Quid du recours à la castration chimique ?

Alors que cette affaire a relancé le débat sur la castration chimique, Marjorie Sueur a affirmé que sur le plan mécanique, la solution pouvait être envisagée, mais qu'elle ne pouvait tout résoudre. "Psychologiquement, ça n'enlèvera jamais la pulsion que l'individu peut ressentir.

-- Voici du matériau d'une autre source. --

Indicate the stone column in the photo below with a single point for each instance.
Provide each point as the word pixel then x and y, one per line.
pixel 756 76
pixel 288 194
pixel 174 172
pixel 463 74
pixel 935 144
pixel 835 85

Donc il y a tout un travail au niveau de la sexualité à reprendre pour savoir où est né le plaisir sexuel chez l'auteur, est-ce que lui-même a déjà vécu cela et l'a enregistré comme quelque chose de normal ou pas ? Qu'est-ce qui fait que pendant vingt ans, il a pu avoir une sexualité normale avec une femme et qu'avec Angélique la pulsion a été plus forte que tout ?", a-t-elle posé. 

L'experte en criminologie a enfin jugé "nécessaire" un suivi à vie des délinquants sexuels. "Le problème est que si la personne n'entend pas que sa sexualité est une sexualité déviante, on n'aboutira malheureusement à rien". L'avocat de David Ramault, Eric Demey, a de son côté souligné la "conscience particulièrement aiguë" de la culpabilité de son client et a expliqué que ce dernier ne cherche pas à se faire passer pour une victime.